R comme Rain Temple

L'Abécédaire |

Les choses arrivent parfois à contretemps… Ainsi la véritable bande originale de Blade Runner 2049 n'est pas celle de Benjamin Wallfisch et Hans Zimmer… mais un album paru un an plus tôt, Rain Temple, œuvre du duo 2814, qui réinvente au passage la vaporwave…

Rain Temple, 2814 (Dream Catalogue). 8 morceaux, 66 minutes.

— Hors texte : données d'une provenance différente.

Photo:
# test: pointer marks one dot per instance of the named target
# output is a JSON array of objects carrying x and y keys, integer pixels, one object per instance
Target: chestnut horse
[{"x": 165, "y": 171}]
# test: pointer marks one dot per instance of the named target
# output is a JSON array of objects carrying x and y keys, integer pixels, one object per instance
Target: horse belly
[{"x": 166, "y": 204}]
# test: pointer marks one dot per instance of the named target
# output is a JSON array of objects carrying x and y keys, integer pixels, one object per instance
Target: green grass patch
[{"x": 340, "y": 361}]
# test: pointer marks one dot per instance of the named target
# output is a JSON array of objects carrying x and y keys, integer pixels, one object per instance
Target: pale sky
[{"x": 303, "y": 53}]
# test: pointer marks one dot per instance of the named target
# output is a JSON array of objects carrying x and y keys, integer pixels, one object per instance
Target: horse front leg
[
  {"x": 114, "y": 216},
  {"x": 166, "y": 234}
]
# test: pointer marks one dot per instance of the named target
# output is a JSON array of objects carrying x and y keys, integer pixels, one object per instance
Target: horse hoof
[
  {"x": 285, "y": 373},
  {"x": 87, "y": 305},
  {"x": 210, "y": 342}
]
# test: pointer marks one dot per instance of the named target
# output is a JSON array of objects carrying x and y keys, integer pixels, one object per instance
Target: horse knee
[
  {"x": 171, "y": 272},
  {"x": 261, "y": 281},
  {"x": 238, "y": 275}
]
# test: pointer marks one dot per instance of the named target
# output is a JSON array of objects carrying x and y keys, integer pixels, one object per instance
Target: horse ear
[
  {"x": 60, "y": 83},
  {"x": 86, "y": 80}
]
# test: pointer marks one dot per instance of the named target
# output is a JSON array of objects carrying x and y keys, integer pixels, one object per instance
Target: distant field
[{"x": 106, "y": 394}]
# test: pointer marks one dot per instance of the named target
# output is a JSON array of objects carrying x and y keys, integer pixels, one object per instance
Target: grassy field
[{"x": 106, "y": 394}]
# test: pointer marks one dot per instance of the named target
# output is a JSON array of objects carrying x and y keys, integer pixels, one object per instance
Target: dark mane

En octobre 2017, Denis Villeneuve réussissait à créer une belle absence de consensus avec son Blade Runner 2049. Ce billet n’a pas pour intention de discuter des mérites du film ou de leur éventuelle absence, mais plutôt (rapidement) de sa musique. Comment succéder à Vangelis et son inoubliable partition synthétique ? La dernière œuvre en date de Evángelos Odysséas Papathanassíou, Rosetta, dénotait une légère pannea d’inspiration – le ramener n’a peut-être pas paru la meilleure idée qui soit à Villeneuve. Celui-ci n’a pas fait appel à Jóhann Jóhannsson, auteur de bandes originales de Prisoners, Sicario et Premier Contact, mais à Benjamin Wallfisch et Hans Zimmer – on ne présente plus le second, Allemand devenu le compositeur préféré d’Hollywood ; le premier, plus jeune, a signé les BO des Figures de l ’ombre ou de Ça (soit rien qui m’ait paru mémorable). Et… Mouais. Ce n’était pas une bonne idée. En dépit de bons moments – en particulier les scènes dans la tour de Niander Wallace, avec ce chant de gorge tibétain (je pourrai écouter ce morceau pendant une heure (et justement…)) –, la partition sonore a eu peine à me convaincre. Loin d’être aussi évocatrice que celle, mythique, de Vangelis, elle m’a souvent donné l’impression de consister en une bouillie sonore où surnagent les échos lointains de la BO du premier Blade Runner.

vol10-r-br2.jpg

Sauf que… Laissez tomber Wallfisch et Zimmer : j’ai trouvé la vraie BO deBlade Runner 2049. Du moins, celle qui illustre la suite de Blade Runner dont personne n’a rêvé (un truc du genre). Et elle est l’œuvre d’un duo (encore !) nommé 2814. Ou plutôt, techniquement, 2814, leurs créateurs éprouvant un certain attrait pour les caractères pleine chasse. De ce côté-ci du globe, le terme ne vous évoque pas forcément quelque chose de concret, à part, peut-être, l’image de défenseurs acharnés de la chasse : il s’agit de caractères utilisés pour le codage informatique des caractères chinois, japonais et coréens. À la différence des polices de caractères occidentales, qui ont (souvent mais pas toujours) une largeur — c’est-à-dire une chasse – variable, les caractères asiatiques ont une chasse fixe et large. Dans les jeux de caractères, les lettres de l’alphabet latin se retrouvent donc élargis : d’où 2814 et pas 2814. Techniquement.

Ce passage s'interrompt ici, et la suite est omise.